The General Medical Council (GMC) looked into 126 claims of misconduct which threatened a doctors’s fitness to practice in 2012 - up from 120 the previous year.
The watchdog also investigated 82 cases last year where the allegation was less serious but may have been a sign of an underlying pattern of poor practice.
But only a small number of cases in the past six years have resulted in doctors being suspended from practice or struck off the medical register.

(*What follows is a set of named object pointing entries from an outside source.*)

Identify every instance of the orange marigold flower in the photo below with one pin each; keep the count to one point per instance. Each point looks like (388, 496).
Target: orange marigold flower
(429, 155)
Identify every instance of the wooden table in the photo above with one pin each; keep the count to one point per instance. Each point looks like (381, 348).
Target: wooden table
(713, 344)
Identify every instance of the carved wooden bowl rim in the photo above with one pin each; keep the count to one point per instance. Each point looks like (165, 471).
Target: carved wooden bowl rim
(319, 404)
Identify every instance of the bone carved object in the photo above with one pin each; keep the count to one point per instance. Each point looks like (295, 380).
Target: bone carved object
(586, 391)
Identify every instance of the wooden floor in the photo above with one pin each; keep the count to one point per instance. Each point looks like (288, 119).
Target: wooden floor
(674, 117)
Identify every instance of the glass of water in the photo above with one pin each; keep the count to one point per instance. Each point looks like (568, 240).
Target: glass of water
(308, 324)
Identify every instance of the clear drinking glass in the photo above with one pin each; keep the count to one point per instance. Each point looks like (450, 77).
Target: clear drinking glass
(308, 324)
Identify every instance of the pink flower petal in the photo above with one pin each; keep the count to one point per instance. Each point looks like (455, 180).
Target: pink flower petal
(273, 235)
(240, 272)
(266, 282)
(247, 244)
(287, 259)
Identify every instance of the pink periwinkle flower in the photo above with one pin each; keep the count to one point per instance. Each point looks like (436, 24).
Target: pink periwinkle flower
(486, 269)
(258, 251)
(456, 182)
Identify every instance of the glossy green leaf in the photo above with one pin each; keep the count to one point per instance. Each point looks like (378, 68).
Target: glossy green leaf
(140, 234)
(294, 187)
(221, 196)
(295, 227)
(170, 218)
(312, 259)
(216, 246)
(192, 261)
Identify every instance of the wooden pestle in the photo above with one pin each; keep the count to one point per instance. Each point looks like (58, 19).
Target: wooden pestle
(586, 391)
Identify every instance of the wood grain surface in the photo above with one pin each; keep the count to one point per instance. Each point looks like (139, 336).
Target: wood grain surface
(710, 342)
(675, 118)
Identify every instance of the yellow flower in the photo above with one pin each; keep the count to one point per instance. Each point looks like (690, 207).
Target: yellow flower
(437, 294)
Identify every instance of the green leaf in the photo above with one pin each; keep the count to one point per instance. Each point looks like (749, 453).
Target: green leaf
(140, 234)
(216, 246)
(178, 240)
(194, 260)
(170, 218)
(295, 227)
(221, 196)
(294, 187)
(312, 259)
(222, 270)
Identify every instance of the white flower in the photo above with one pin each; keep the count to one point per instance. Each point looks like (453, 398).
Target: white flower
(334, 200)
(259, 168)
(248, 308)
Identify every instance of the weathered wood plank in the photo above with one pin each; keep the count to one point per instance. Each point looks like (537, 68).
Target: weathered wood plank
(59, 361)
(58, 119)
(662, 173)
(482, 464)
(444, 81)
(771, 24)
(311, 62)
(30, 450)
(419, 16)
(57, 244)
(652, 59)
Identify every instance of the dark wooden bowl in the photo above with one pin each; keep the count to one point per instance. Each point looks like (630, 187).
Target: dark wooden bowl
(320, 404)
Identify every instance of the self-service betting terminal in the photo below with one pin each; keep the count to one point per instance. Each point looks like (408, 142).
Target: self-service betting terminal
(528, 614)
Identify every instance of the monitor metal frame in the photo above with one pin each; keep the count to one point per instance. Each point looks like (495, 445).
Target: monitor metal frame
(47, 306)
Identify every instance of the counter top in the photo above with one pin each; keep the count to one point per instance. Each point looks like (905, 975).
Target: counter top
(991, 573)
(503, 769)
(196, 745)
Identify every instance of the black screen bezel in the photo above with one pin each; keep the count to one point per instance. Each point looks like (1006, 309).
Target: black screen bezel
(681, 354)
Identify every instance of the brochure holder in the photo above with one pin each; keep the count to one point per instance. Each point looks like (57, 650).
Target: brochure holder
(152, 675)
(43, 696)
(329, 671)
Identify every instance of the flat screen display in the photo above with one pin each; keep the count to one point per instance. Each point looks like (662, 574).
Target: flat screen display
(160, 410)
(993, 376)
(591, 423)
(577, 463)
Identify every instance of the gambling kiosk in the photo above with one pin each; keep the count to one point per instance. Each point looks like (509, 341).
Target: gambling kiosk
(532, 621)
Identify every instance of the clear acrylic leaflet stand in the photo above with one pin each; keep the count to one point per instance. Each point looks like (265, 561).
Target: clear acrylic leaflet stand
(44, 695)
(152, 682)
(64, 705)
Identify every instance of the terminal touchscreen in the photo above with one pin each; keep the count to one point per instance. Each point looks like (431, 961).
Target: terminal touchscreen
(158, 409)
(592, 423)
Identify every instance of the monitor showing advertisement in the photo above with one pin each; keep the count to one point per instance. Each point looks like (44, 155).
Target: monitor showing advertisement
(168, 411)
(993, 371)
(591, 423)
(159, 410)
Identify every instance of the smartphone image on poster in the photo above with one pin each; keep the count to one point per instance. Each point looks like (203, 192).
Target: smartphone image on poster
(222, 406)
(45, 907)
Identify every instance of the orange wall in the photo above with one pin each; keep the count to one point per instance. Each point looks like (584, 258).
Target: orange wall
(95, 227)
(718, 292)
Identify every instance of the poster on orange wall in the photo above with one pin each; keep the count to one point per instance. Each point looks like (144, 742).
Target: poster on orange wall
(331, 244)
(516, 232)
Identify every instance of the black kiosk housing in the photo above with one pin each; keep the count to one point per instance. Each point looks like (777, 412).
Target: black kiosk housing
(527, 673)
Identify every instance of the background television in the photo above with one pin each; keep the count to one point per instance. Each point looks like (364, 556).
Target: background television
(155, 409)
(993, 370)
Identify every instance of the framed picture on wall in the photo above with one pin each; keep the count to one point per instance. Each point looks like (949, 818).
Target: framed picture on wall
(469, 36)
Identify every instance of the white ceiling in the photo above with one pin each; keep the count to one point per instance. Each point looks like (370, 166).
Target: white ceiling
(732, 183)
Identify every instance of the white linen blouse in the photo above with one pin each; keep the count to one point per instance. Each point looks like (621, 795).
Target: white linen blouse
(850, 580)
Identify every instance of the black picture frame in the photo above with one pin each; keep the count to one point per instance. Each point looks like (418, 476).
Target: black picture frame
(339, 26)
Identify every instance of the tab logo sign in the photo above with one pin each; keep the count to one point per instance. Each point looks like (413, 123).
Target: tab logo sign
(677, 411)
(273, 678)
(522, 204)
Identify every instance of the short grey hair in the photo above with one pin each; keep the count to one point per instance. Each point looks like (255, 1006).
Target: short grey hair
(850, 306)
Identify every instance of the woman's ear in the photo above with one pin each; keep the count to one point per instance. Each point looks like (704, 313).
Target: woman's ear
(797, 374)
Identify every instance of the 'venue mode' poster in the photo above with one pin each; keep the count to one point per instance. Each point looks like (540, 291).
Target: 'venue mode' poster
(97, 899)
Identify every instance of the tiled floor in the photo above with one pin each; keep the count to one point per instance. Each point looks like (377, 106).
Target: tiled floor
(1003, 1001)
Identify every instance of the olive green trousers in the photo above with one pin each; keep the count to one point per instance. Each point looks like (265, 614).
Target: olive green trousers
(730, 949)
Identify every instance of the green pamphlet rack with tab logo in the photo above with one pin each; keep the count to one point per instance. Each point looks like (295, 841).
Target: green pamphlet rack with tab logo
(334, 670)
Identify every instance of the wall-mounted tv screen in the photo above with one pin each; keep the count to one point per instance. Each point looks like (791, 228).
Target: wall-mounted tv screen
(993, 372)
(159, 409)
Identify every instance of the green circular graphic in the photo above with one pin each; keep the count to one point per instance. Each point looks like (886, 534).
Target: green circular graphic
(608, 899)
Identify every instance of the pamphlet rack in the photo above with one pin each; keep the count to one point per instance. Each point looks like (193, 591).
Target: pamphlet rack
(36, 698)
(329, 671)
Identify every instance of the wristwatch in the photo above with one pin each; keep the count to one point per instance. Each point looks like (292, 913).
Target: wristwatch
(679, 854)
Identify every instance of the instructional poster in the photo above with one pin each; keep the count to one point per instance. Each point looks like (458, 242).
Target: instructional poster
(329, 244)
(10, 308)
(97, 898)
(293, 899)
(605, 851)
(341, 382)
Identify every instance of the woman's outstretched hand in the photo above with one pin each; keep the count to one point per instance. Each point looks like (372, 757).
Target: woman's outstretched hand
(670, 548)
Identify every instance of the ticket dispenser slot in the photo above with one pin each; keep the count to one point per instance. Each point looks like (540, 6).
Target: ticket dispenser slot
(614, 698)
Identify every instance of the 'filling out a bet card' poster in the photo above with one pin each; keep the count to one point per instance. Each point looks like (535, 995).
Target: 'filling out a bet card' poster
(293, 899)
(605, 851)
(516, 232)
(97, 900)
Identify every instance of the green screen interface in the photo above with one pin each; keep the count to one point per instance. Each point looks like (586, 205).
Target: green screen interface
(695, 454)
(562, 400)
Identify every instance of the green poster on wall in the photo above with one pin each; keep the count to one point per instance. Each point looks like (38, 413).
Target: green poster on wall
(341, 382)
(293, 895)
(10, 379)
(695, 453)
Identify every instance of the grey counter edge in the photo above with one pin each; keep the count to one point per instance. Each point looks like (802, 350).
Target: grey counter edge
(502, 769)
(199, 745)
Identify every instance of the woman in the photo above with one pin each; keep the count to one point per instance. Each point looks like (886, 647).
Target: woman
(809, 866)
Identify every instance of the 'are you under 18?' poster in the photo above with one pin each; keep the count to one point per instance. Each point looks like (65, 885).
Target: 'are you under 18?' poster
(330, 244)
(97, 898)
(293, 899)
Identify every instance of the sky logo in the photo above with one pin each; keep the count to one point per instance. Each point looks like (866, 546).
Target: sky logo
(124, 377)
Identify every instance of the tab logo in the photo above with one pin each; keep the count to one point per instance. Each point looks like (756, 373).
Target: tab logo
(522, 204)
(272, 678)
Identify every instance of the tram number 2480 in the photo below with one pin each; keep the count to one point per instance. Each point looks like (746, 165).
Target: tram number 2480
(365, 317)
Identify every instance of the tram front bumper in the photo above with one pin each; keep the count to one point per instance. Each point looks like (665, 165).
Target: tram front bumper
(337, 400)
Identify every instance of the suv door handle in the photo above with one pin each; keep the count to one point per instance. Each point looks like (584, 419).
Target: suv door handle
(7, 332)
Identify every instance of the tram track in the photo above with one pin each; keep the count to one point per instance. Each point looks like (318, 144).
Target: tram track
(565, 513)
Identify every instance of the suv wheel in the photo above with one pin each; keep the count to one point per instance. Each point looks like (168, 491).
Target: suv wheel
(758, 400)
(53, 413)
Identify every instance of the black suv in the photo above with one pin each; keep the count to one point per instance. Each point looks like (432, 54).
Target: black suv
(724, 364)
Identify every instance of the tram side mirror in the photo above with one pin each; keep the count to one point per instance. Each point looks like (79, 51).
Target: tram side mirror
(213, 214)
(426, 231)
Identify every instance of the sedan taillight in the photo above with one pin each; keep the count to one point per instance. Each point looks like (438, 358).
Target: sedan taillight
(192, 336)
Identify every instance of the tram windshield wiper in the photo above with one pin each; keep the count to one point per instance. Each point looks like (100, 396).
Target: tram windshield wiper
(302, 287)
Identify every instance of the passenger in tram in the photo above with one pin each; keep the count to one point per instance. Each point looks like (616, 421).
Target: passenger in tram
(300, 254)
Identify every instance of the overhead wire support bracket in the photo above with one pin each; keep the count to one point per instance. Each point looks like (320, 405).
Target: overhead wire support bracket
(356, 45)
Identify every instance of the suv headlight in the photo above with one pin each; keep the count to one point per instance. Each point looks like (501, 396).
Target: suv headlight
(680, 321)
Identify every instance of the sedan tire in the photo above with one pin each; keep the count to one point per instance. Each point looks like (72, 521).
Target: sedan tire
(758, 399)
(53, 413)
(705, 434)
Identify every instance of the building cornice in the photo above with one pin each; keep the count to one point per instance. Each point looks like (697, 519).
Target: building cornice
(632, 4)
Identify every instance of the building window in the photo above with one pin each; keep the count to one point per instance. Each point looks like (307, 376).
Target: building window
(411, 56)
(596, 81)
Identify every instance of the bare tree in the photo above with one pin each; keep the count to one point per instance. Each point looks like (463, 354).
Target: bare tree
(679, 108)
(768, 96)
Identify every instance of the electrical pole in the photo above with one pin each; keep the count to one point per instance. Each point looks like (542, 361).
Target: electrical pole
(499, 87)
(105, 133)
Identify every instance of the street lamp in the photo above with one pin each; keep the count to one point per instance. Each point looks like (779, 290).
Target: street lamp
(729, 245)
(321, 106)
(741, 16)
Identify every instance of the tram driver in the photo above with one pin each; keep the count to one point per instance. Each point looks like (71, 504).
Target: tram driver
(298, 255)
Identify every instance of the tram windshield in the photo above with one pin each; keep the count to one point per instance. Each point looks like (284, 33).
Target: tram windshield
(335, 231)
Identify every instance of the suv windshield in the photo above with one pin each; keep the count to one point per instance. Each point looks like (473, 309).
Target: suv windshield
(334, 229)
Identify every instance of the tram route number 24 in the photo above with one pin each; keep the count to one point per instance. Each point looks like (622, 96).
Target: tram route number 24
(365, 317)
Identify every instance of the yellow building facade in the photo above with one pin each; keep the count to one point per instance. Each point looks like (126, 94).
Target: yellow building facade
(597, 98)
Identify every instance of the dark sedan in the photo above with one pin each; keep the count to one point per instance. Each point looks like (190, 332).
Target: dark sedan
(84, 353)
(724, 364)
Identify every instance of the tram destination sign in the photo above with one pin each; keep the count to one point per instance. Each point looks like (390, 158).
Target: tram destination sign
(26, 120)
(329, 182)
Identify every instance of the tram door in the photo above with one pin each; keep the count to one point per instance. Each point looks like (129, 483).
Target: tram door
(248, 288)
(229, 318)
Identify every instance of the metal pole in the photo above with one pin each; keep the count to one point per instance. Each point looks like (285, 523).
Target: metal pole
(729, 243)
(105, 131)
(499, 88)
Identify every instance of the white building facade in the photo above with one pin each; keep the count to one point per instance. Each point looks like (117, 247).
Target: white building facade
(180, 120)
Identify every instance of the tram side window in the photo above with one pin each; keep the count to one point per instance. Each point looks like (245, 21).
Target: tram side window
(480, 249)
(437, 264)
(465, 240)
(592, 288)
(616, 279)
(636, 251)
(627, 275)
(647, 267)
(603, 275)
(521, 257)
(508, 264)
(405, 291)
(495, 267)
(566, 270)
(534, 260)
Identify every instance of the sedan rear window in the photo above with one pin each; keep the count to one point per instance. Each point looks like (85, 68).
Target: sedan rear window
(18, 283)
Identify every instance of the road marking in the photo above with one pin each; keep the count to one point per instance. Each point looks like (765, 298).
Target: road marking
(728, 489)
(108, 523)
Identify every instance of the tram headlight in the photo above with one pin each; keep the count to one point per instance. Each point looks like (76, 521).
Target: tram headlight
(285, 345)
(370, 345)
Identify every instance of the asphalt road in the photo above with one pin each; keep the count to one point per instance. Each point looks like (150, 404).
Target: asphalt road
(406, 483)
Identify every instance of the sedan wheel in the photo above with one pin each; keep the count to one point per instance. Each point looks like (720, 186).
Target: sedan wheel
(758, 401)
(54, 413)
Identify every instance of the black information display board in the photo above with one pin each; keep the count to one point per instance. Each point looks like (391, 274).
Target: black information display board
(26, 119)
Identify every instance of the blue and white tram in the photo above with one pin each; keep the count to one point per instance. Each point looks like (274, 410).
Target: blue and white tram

The Scottish Conservatives, who obtained the figures in a parliamentary question, said officials needed to explain why so few doctors were disciplined despite so many investigations taking place.
The GMC looks at complaints made against doctors to decide where investigations are needed and in the most serious cases refers these to the Medical Practitioners Tribunal Service (MPTS) for a fitness to practice hearing.
The most serious cases are referred to as “stream one”, where the GMC says “the information raises serious allegations which in themselves would call into question the doctor’s fitness to practice”.
In other cases - known as “stream two” - the GMC said the information is less serious but “would be of concern if part of a wider pattern”. In these cases they would contact the doctor’s employers to see if there are any other concerns.
In total, 590 stream one investigations involving Scottish doctors have taken place since 2007, along with 562 stream two probes.
However, only 54 resulted in a fitness to practice hearing. From these, 19 doctors were suspended from practicing for a period of time and a further nine were struck off the medical register.
Scottish Conservative MSP Mary Scanlon said: “In an organisation the size of the NHS, particularly given the complexity of cases it deals with, there will always be such investigations.
“But for such a high number to take place, and for that trend to be increasing, it is extremely concerning.
“Patients and relatives need to know that doctors are performing to the very highest of standards, and that when that isn’t happening, action is being taken.
“It is strange that a relatively large number of investigations yield so few disciplinary outcomes.
“We need the Scottish Government to explain why this is, because people will wonder if the hearings aren’t stringent enough.”
NHS Grampian has seen the largest number of doctors facing fitness to practice hearings, with 11 since 2007. In these, two doctors were struck off and seven suspended.
NHS Greater Glasgow and Clyde saw nine doctors facing hearings, with one struck off and two suspended. NHS Lothian also saw nine hearings take place, with one struck off and three suspended.